Ia mengingatkan siswa untuk tidak melakukan tindakan seperti mengejek, menghina, atau merendahkan teman. Jika menemukan tindakan tersebut, siswa diminta segera melaporkannya kepada guru.
"Ada namanya kekerasan nonfisik atau disebut bullying, seperti ejek-ejekan, menghina, dan lain sebagainya. Tentu ini tidak boleh dilakukan. Antarsesama kita harus saling menyayangi dan mengasihi. Jika itu ditemukan, segera laporkan kepada bapak maupun ibu guru," ujarnya.

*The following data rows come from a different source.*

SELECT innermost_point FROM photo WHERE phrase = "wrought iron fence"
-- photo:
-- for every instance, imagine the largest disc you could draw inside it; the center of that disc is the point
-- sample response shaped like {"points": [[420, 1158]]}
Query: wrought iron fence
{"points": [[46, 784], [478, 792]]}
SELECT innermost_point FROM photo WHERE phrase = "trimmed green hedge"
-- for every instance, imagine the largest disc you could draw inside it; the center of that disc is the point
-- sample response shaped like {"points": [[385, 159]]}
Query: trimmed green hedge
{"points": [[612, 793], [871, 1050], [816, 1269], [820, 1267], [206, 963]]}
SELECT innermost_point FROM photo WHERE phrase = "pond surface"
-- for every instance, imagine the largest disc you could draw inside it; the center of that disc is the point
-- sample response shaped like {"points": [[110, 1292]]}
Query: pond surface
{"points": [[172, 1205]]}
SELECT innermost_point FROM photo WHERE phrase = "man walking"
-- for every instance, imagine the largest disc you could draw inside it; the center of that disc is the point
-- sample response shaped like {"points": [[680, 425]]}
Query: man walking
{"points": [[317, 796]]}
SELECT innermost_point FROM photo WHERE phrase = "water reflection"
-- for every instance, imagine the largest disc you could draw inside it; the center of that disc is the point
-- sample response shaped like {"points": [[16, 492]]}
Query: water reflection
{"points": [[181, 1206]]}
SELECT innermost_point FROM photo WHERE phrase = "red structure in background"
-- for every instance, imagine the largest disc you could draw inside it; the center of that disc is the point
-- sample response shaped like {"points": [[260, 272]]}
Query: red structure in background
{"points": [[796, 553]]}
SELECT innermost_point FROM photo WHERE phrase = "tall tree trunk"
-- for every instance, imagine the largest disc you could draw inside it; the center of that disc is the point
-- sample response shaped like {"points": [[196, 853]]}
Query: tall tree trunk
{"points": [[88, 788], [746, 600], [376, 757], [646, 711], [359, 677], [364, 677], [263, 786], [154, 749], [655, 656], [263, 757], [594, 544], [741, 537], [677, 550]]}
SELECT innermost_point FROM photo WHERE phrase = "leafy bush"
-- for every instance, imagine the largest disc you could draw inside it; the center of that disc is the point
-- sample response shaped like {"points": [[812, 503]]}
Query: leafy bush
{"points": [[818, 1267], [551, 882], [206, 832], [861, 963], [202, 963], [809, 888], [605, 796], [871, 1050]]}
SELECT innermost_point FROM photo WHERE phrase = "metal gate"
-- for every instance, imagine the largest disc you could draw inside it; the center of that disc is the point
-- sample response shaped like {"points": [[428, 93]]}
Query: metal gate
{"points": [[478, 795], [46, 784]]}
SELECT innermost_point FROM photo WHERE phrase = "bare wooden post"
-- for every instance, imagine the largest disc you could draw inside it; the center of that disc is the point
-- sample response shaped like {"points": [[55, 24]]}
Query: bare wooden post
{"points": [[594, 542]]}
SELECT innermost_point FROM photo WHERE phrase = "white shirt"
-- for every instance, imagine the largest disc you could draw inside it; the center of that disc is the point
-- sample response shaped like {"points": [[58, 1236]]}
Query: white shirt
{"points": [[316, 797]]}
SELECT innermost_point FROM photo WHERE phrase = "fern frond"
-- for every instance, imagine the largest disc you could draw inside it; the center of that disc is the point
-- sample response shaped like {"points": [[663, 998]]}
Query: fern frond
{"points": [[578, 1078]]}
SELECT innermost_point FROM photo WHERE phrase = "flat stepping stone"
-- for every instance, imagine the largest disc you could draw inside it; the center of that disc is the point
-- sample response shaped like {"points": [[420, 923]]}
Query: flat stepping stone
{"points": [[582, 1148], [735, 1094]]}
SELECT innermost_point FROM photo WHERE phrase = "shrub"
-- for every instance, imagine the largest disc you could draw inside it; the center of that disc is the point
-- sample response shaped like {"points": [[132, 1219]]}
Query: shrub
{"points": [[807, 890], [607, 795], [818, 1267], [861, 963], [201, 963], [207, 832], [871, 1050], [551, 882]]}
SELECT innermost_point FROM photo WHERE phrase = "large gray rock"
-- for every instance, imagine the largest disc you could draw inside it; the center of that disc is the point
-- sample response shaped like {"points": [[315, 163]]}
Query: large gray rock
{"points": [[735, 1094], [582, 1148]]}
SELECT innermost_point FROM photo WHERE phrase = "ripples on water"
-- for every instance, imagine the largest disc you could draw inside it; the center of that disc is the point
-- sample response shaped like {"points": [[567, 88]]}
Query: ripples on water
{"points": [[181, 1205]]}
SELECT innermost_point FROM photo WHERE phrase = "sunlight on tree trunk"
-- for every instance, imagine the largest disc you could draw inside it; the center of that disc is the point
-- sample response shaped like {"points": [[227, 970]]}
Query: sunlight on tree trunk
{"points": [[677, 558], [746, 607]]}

Sementara itu, Kepala Dinas Pendidikan dan Kebudayaan Rohil Muhammad Nurhidayat mengapresiasi kegiatan sosialisasi tersebut. Menurutnya, edukasi langsung di sekolah menjadi langkah untuk meningkatkan pemahaman guru dan siswa mengenai pencegahan kekerasan terhadap anak dan perkawinan usia dini.
"Mudah-mudahan kegiatan semacam ini bisa dilanjutkan ke sekolah yang lain sehingga pemahaman tentang kekerasan terhadap anak dan nikah usia dini bisa dipahami oleh guru maupun pelajar secara menyeluruh," ujarnya.